Eight countries have signed so far, while another 38, including Tanzania, have committed to working towards this goal. Countries are to submit action plans, developed in consultation with civil society, showing how and when they will deliver on these commitments.

So is this anything more than an opportunity for big cheeses to get together and look committed? Let's be honest, the four commitments listed here are the kind of political statements that don't hold you to very much.  This is not a detailed list of specific information that should be made public, such as that monitored by the Open Budget Survey, for example.

Well, to some extent this remains to be seen - it's too early to say with confidence either way. But there are plenty of reasons to be positive about this.

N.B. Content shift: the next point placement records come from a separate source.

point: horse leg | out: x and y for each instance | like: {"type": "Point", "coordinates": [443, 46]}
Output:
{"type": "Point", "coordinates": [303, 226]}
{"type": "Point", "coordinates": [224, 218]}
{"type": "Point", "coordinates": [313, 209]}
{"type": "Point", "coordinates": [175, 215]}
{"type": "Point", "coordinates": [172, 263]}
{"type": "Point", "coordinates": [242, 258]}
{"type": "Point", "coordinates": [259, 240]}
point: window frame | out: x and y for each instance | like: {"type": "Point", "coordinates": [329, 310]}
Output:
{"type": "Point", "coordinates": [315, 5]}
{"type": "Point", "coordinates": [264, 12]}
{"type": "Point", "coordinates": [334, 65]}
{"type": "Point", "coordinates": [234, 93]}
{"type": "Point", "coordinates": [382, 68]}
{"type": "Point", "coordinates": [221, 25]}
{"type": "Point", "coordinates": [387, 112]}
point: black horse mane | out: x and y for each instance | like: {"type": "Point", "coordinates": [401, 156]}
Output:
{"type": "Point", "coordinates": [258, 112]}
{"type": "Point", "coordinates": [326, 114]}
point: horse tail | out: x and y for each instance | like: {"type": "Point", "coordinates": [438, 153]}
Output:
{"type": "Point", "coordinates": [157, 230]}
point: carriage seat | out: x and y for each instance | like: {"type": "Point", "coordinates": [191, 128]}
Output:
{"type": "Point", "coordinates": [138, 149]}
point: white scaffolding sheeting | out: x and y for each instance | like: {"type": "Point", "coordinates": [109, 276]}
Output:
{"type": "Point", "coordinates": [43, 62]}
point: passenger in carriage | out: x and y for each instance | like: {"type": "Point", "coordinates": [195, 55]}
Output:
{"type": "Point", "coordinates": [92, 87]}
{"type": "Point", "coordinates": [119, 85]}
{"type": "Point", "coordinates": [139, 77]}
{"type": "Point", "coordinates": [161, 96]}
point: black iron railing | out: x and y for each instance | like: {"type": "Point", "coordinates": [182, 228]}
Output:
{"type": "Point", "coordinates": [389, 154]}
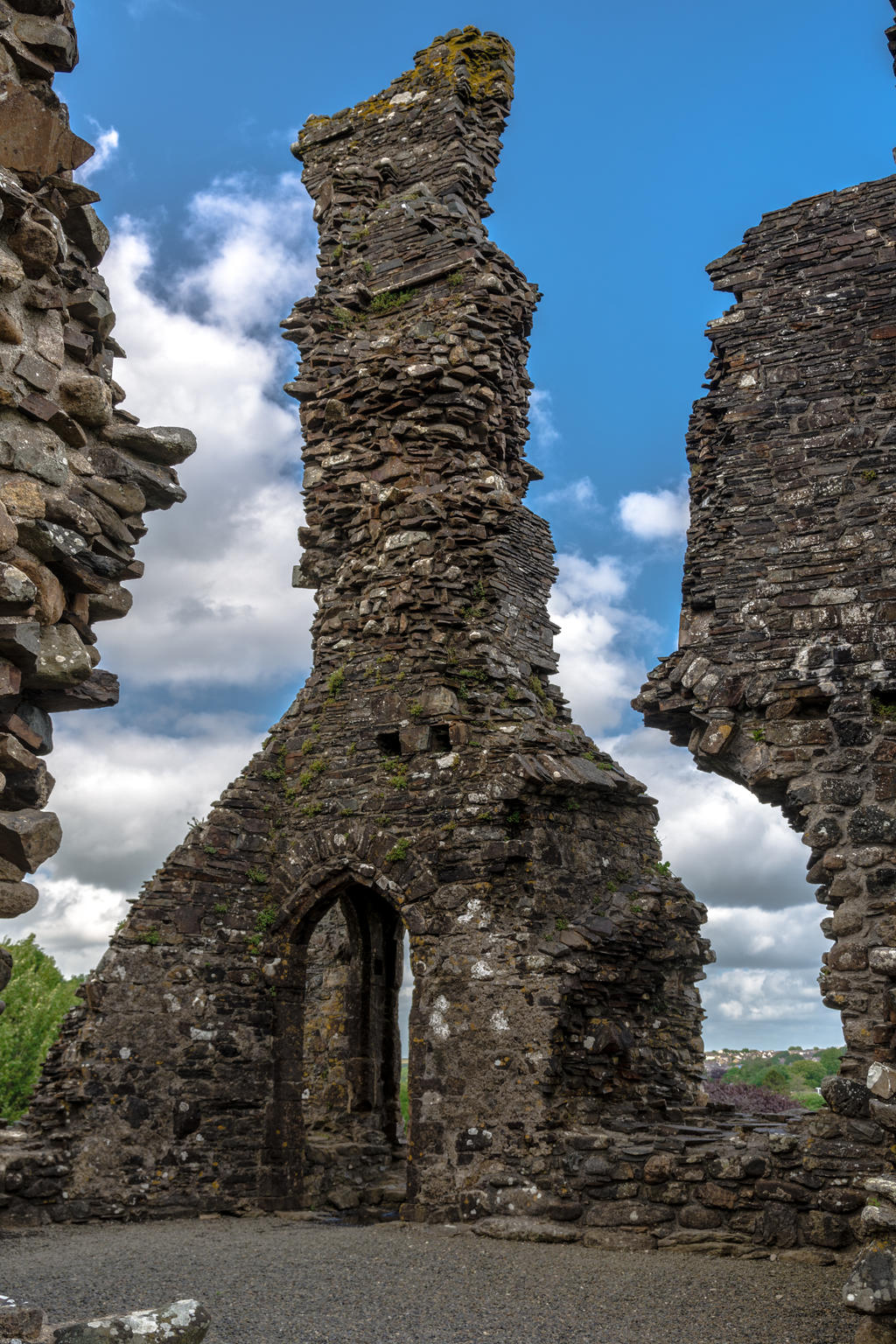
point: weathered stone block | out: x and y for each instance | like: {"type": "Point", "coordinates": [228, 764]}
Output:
{"type": "Point", "coordinates": [182, 1323]}
{"type": "Point", "coordinates": [17, 898]}
{"type": "Point", "coordinates": [27, 837]}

Firstly, this isn't an initiative that exclusively targets developing countries - the US and the UK are among the first signatories. Countries don't join because their donors have effectively made them do so. This is about creating positive peer-pressure, a "voluntary race to the top" as Transparency International put it.

Second, the openness of the commitments listed above encourages local discussion about what's most relevant to a particular country rather than going for a one-size-fits-all approach.

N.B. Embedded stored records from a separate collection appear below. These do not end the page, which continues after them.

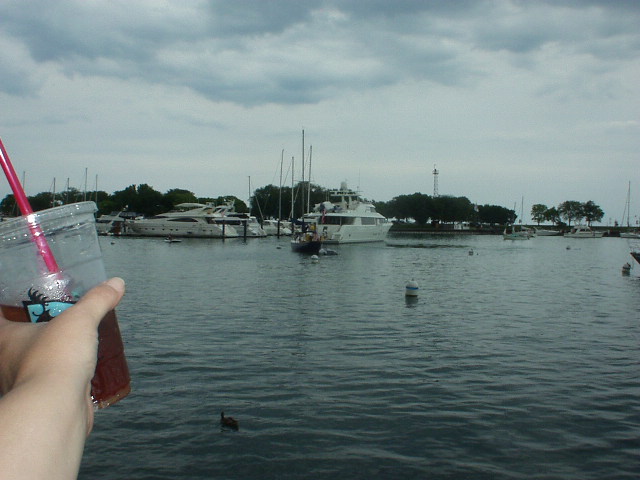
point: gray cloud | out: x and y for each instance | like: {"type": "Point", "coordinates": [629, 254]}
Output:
{"type": "Point", "coordinates": [257, 52]}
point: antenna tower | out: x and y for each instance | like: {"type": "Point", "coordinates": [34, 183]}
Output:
{"type": "Point", "coordinates": [435, 181]}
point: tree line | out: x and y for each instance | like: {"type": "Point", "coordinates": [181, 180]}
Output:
{"type": "Point", "coordinates": [569, 211]}
{"type": "Point", "coordinates": [271, 201]}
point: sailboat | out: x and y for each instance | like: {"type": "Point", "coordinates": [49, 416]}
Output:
{"type": "Point", "coordinates": [305, 239]}
{"type": "Point", "coordinates": [627, 208]}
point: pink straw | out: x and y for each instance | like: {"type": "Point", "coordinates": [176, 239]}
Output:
{"type": "Point", "coordinates": [23, 203]}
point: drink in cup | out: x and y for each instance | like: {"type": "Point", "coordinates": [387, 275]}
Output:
{"type": "Point", "coordinates": [30, 292]}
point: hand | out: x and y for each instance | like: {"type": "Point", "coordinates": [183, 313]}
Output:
{"type": "Point", "coordinates": [45, 376]}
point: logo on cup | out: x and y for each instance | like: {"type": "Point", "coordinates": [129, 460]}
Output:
{"type": "Point", "coordinates": [40, 309]}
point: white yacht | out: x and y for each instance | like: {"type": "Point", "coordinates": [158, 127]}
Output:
{"type": "Point", "coordinates": [187, 220]}
{"type": "Point", "coordinates": [115, 223]}
{"type": "Point", "coordinates": [231, 218]}
{"type": "Point", "coordinates": [583, 231]}
{"type": "Point", "coordinates": [271, 227]}
{"type": "Point", "coordinates": [516, 232]}
{"type": "Point", "coordinates": [347, 218]}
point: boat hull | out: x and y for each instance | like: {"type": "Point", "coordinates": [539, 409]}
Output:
{"type": "Point", "coordinates": [183, 231]}
{"type": "Point", "coordinates": [354, 233]}
{"type": "Point", "coordinates": [311, 247]}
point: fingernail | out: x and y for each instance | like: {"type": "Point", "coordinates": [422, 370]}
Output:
{"type": "Point", "coordinates": [116, 283]}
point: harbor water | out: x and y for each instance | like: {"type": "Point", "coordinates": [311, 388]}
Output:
{"type": "Point", "coordinates": [517, 360]}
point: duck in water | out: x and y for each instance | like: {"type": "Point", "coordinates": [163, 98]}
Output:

Third, this is an idea whose time has come. Technology makes a level of transparency possible that was unimaginable even ten years ago.

There's no guarantee that greater openness automatically makes for more accountable and effective government - there are plenty of other obstacles as well. But as Owen Barder put it recently, "transparency is necessary but not sufficient for more accountable services. I get that. But it IS necessary". This initiative surely therefore deserves our support.

More particularly, the Tanzanian government deserves our support for getting involved. Accessing information from government in Tanzania can be a real challenge. As a result, political and media debates on policy and budgets often miss the point entirely, being based on partial or unreliable data. Better and more accessible data can go a long way towards stimulating better ideas for how public services can be improved.

What's more, as January Makamba argues, "Government collect and hold information on behalf of the people and citizens have the right to seek and get information about government activities." In other words, as well as being an effective way of improving services, open government is also a right.

In their letter, the government states that they "look forward to developing our action plan with civil society in anticipation of the follow up summit scheduled for March 2012 in Brazil." A specific target, with a deadline attached. Now we in civil society need to give the practical support and encouragement to make sure that target doesn't slip.

The question now, is what should be the priority for Tanzania? An India-style freedom of information law? New media laws to replace the unpopular Newspapers Act? Or more practical measures to publish more detailed budget and reporting data online, in the press and on public noticeboards?